Thanks for all the help thus far.
 

Dangerous Dave

Junior Member
Hello Johan. You did some amazing work here. I have a question for you. I have a Paiste 502 Bronze 14" hi-hat. What effect would I get if I hammer the body of the cymbals and leave the bell intact? Would I get them to ring more in an open position or what?
thx
Dado
 

RudimentalDrummer

Pioneer Member
Is This Real ........ about our Bro Johan

Tell me it';s not True.ee he's a great guy....please.eeeeeeeeeeeeeeeeee




---Quote (Originally by Astrosoniq@cymbalholic)---

This is what the local newspaper has written:
(please dont mind the poor translation, it is probably better than googles)


---Quote---
Brugge - Consternation in the Brugian music community. Last week tuesday Johan van der Sijpe has died. Born in Sijsel and lived to become 43. Van de Sijpe was seen as one of Belgiums most talented drummers in his generation.

'He could play all styles, from jazz to rock', says Philippe Lefief, ex-musician en today active at the website Moon Art Gallery.

In the 80's Van de Sijpe started with Cerceuil, later on he also played with Chacok Twice, Bronks and Cowboys and Aliens. His most succesfull engagement was with Jo Lemaire, with whom he also toured extensively. He played drums at reunion shows of St.James. His last group was coverband Noisy Neighbours.

'Johan has never found a group with wider recognition. Everybody appreciated him, but he has never realised it himself', reminisces Roel Jacobus, bassplayer with Skov. Van de sijpe, who resided in the province West-Vlaanderen, lived a reclusive life.

'Johan was a dreamer. He even designed his own cymbals', says Lefief.
---End Quote---
Original post: http://cymbalholic.com/forums/showpost.php?p=285742&postcount=44

Original article (in dutch) :http://www.standaard.be/Artikel/Detail.aspx?artikelId=X228037_1
---End Quote---

***************
 

fooleeze

Senior Member
I don't know if its appropriate for me to be the one posting this, but I have just learned this terrible news today.

Sadly, it was confirmed that Johan VDS passed away at his home on June 25th. This is terrible news, and I don't know what I can possible say about it at this time. . .

I worked a lot with him over the past year, picking his brain, and having him make many cymbals for me. His work is amazing, but what many may not know is was a better person than a cymbalsmith. Not to take away from his cymbal work, it was truly amazing. But I think he was an even better person to know.

Rest is peace, Johan.

Excerpts from a local newspaper:

Brugge - Consternation in the Brugian music community. Last week tuesday Johan van der Sijpe has died. Born in Sijsel and lived to become 43. Van de Sijpe was seen as one of Belgiums most talented drummers in his generation.

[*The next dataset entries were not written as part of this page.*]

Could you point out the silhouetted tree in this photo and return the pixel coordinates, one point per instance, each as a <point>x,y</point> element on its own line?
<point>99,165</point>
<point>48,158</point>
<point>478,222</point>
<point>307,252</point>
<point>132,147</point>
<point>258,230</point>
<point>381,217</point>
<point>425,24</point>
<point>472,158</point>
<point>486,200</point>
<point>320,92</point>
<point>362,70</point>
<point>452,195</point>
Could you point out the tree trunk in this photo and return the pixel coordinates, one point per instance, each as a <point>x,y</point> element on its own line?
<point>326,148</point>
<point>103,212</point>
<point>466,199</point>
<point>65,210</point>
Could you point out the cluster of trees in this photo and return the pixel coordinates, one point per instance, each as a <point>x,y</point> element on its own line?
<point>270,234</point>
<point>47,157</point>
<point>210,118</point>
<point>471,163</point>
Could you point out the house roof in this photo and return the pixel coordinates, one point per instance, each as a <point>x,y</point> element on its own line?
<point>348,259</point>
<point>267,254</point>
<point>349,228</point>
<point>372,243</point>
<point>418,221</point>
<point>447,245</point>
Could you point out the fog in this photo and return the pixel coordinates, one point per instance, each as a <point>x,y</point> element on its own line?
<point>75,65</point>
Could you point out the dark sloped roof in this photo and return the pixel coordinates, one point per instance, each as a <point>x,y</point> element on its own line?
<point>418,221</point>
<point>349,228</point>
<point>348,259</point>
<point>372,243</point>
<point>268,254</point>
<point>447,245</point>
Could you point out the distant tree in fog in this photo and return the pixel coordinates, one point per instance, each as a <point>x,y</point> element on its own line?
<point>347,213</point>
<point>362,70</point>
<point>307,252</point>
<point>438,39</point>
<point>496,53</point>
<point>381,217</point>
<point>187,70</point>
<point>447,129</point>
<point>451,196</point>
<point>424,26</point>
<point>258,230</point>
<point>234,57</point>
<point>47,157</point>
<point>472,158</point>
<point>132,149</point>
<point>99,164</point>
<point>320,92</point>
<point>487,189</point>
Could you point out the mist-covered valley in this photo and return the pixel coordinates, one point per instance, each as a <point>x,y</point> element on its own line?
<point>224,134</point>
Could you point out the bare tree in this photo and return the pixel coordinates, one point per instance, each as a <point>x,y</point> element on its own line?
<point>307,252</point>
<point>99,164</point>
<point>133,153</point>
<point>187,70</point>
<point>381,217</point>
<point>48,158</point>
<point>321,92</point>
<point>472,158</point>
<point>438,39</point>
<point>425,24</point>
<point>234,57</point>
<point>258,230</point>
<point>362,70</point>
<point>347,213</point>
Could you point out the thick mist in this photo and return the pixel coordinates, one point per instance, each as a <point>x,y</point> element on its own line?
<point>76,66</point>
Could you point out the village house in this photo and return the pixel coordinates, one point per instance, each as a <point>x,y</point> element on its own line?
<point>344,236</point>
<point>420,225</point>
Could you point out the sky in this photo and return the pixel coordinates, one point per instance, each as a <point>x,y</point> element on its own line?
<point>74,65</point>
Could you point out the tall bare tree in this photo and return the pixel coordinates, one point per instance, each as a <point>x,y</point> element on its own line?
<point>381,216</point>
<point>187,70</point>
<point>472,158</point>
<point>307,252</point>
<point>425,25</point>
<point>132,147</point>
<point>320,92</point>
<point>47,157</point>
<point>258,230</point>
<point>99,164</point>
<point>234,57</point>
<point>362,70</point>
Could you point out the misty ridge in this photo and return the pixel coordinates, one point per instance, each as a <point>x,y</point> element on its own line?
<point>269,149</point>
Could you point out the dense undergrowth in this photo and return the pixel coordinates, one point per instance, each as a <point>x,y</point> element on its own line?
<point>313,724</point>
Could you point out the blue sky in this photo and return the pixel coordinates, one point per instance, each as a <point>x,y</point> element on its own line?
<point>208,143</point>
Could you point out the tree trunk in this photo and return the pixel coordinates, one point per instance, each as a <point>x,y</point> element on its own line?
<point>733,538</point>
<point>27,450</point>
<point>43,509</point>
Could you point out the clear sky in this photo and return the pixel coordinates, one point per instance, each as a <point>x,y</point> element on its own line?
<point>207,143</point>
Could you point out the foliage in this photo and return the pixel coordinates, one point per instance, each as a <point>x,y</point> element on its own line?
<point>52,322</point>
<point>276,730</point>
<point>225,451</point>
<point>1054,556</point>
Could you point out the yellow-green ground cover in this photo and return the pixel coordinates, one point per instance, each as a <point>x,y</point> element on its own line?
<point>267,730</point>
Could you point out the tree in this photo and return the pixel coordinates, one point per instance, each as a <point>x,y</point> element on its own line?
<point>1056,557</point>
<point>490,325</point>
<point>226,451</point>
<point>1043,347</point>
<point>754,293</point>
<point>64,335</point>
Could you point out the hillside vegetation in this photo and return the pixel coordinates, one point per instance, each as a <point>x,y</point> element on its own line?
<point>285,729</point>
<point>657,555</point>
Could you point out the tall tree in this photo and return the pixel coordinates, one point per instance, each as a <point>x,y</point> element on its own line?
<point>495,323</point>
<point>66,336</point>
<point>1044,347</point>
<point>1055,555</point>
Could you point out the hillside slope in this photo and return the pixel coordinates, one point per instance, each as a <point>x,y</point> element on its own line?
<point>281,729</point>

'He could play all styles, from jazz to rock', says Philippe Lefief, ex-musician en today active at the website Moon Art Gallery.

In the 80's Van de Sijpe started with Cerceuil, later on he also played with Chacok Twice, Bronks and Cowboys and Aliens. His most succesfull engagement was with Jo Lemaire, with whom he also toured extensively. He played drums at reunion shows of St.James. His last group was coverband Noisy Neighbours.

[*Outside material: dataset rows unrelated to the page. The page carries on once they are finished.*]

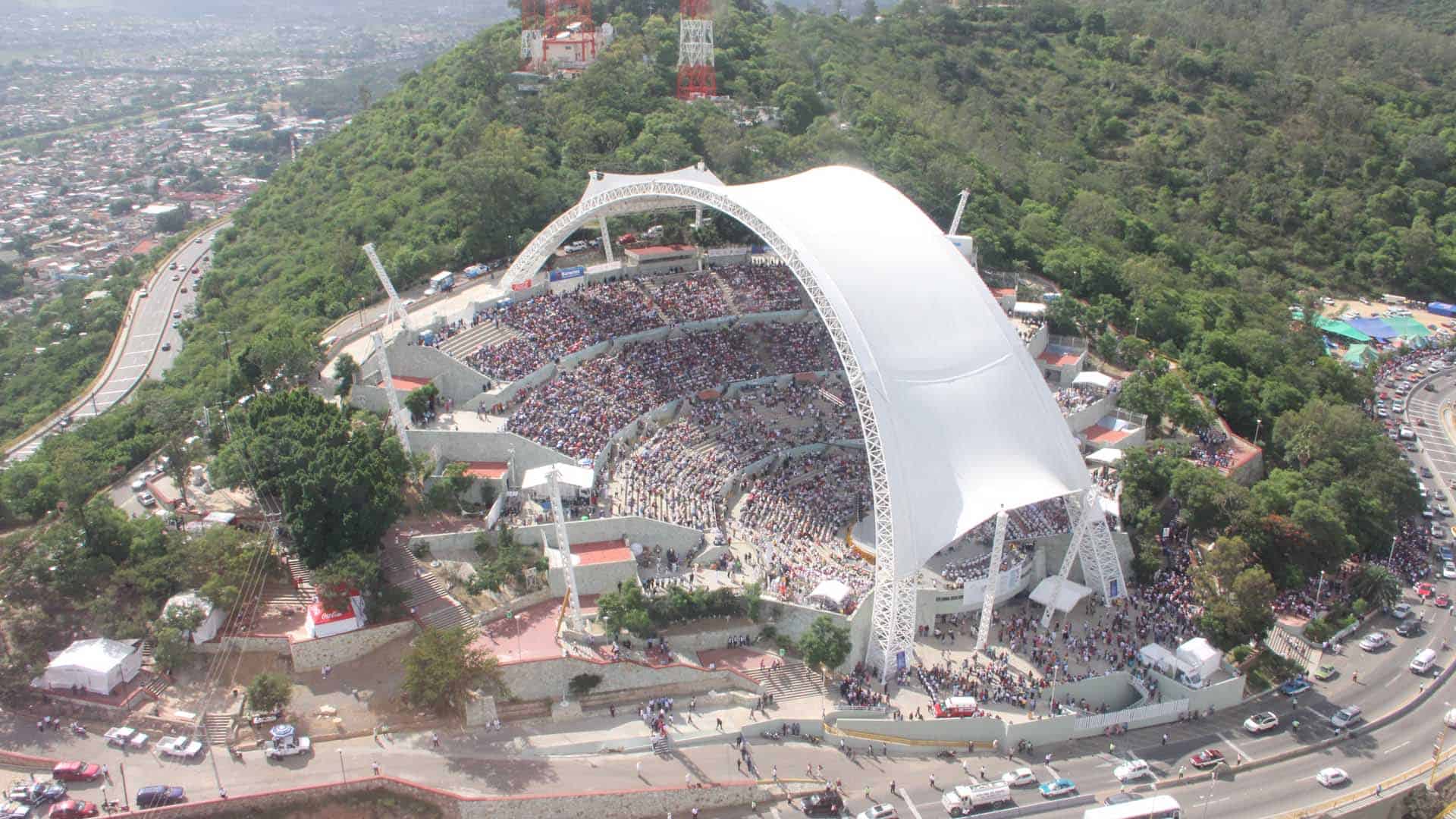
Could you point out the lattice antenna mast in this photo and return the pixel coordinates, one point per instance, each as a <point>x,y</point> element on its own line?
<point>564,547</point>
<point>695,52</point>
<point>397,414</point>
<point>397,308</point>
<point>960,212</point>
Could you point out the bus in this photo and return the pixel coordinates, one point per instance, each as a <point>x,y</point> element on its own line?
<point>1150,808</point>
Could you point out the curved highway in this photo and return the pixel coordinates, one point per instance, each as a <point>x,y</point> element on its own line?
<point>145,331</point>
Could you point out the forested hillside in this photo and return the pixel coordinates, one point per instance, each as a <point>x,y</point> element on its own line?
<point>1181,167</point>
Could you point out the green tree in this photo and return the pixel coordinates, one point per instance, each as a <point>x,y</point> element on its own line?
<point>268,692</point>
<point>1376,585</point>
<point>441,668</point>
<point>826,645</point>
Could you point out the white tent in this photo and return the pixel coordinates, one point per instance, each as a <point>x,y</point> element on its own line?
<point>212,617</point>
<point>570,477</point>
<point>1199,659</point>
<point>1106,457</point>
<point>1072,594</point>
<point>832,592</point>
<point>96,665</point>
<point>1088,378</point>
<point>1159,657</point>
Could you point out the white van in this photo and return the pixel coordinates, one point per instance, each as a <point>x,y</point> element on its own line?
<point>1423,661</point>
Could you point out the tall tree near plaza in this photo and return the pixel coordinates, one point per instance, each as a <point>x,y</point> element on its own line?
<point>340,482</point>
<point>441,668</point>
<point>824,646</point>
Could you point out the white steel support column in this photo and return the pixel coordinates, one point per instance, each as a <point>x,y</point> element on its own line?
<point>606,238</point>
<point>397,413</point>
<point>992,582</point>
<point>568,572</point>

'Johan has never found a group with wider recognition. Everybody appreciated him, but he has never realised it himself', reminisces Roel Jacobus, bassplayer with Skov. Van de sijpe, who resided in the province West-Vlaanderen, lived a reclusive life.

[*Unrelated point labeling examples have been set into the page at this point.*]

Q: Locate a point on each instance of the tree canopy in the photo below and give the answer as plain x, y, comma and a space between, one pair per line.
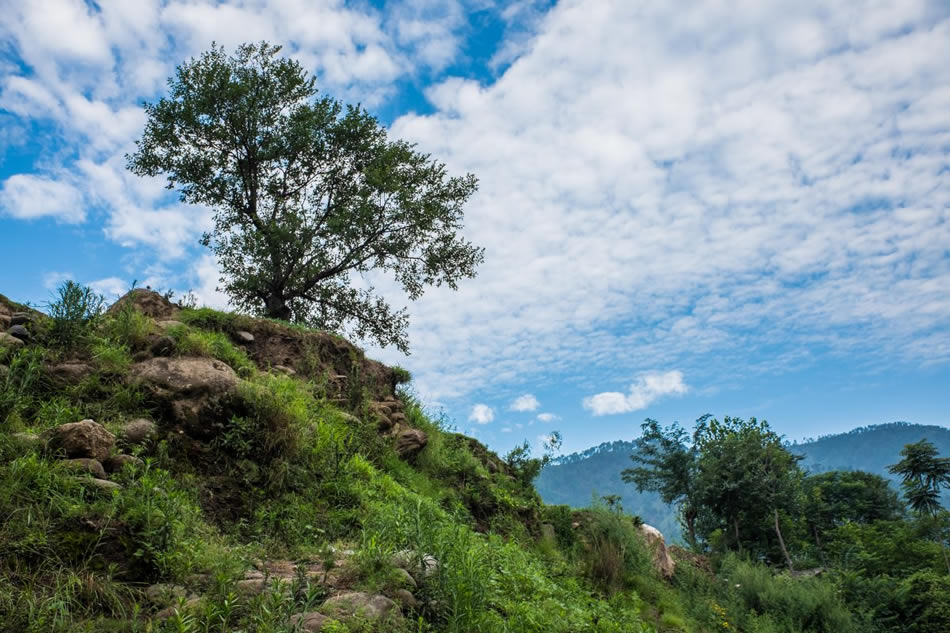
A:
306, 193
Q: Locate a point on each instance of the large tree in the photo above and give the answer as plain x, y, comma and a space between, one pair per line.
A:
306, 193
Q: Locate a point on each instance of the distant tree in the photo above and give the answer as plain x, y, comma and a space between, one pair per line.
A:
746, 479
834, 498
923, 475
667, 465
306, 193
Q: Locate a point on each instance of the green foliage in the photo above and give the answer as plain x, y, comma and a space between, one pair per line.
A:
923, 475
212, 344
305, 192
73, 314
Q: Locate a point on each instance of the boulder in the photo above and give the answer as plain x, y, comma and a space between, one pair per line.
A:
148, 302
406, 599
311, 622
20, 333
116, 463
409, 442
662, 561
163, 346
69, 373
84, 464
194, 390
85, 439
243, 337
356, 604
21, 318
137, 431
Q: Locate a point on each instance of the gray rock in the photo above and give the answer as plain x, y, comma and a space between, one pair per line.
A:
82, 439
243, 337
405, 578
20, 332
164, 593
311, 622
27, 440
410, 442
163, 346
356, 604
137, 431
116, 463
406, 599
8, 340
71, 373
84, 464
102, 484
195, 390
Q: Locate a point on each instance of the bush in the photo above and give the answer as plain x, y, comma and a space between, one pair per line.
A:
73, 314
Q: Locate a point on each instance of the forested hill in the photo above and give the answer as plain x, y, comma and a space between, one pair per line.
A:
574, 479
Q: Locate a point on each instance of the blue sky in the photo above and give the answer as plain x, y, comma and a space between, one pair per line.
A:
686, 207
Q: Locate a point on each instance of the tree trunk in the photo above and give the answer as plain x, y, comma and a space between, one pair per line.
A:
781, 541
276, 308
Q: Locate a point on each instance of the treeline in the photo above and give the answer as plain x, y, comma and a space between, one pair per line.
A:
739, 490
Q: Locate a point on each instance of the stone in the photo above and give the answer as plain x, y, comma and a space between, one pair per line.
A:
102, 484
165, 593
84, 464
116, 463
137, 431
18, 334
356, 604
405, 578
82, 439
418, 566
163, 346
311, 622
410, 442
194, 389
148, 302
69, 373
243, 337
406, 599
27, 440
168, 612
662, 561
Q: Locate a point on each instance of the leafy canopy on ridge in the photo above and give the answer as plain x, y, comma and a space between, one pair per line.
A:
306, 193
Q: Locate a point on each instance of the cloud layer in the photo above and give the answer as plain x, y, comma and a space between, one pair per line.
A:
646, 389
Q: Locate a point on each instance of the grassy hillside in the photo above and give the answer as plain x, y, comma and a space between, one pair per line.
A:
170, 469
576, 478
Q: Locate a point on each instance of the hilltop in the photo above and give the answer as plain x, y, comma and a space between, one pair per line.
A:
574, 479
166, 468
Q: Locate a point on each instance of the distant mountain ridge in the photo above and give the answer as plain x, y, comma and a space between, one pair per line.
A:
578, 478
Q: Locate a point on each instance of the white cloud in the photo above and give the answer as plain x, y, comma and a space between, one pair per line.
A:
28, 197
646, 389
527, 402
111, 287
52, 280
482, 414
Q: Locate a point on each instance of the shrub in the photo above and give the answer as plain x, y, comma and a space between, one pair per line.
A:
73, 314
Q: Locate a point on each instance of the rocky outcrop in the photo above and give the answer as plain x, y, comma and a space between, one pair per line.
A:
195, 391
662, 561
374, 608
85, 439
148, 302
410, 442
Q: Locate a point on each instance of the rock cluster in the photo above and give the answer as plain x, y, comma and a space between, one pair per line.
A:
86, 447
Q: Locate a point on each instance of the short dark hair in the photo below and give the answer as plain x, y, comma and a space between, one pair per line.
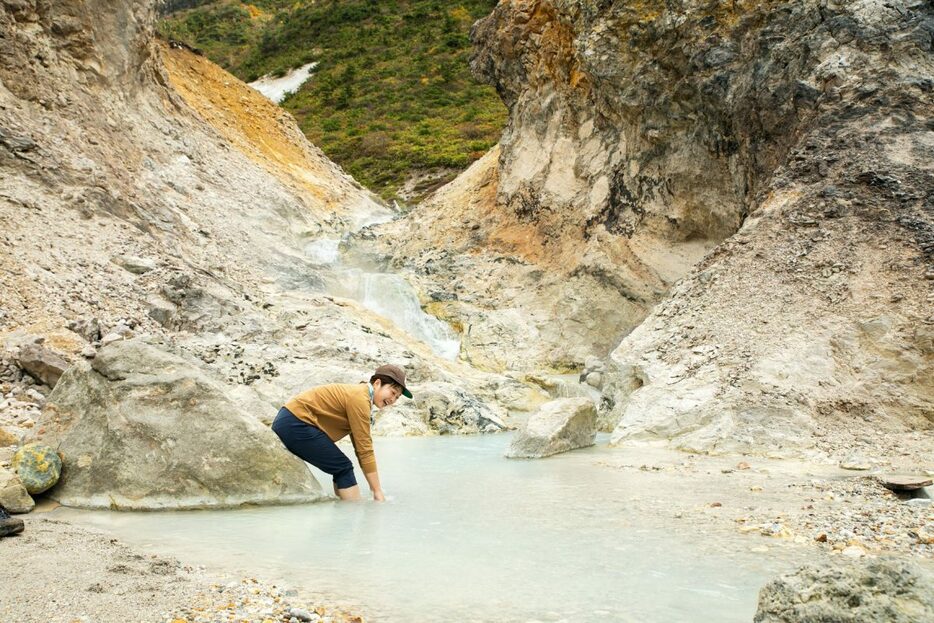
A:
384, 380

'Johan was a dreamer. He even designed his own cymbals', says Lefief.
 
M

Mediocrefunkybeat

Guest
A real shame. I was hoping to one day send off my hi hats to Johan for some re-working, but it seems not to be. As we lose another member of this forum too soon, my heart grows heavy.
 

stasz

Platinum Member
I can't believe it. I hope that this is somehow not true... I often came through this thread and read his hugely extensive knowledge on cymbalmaking and the art that it is. I just now before reading the above post saw a link in this thread to a video of him playing a solo which can be seen here. Not only was he infinitely knowledgeable on cymbals, he was a fantastic drummer. My thoughts and prayers go out to his family.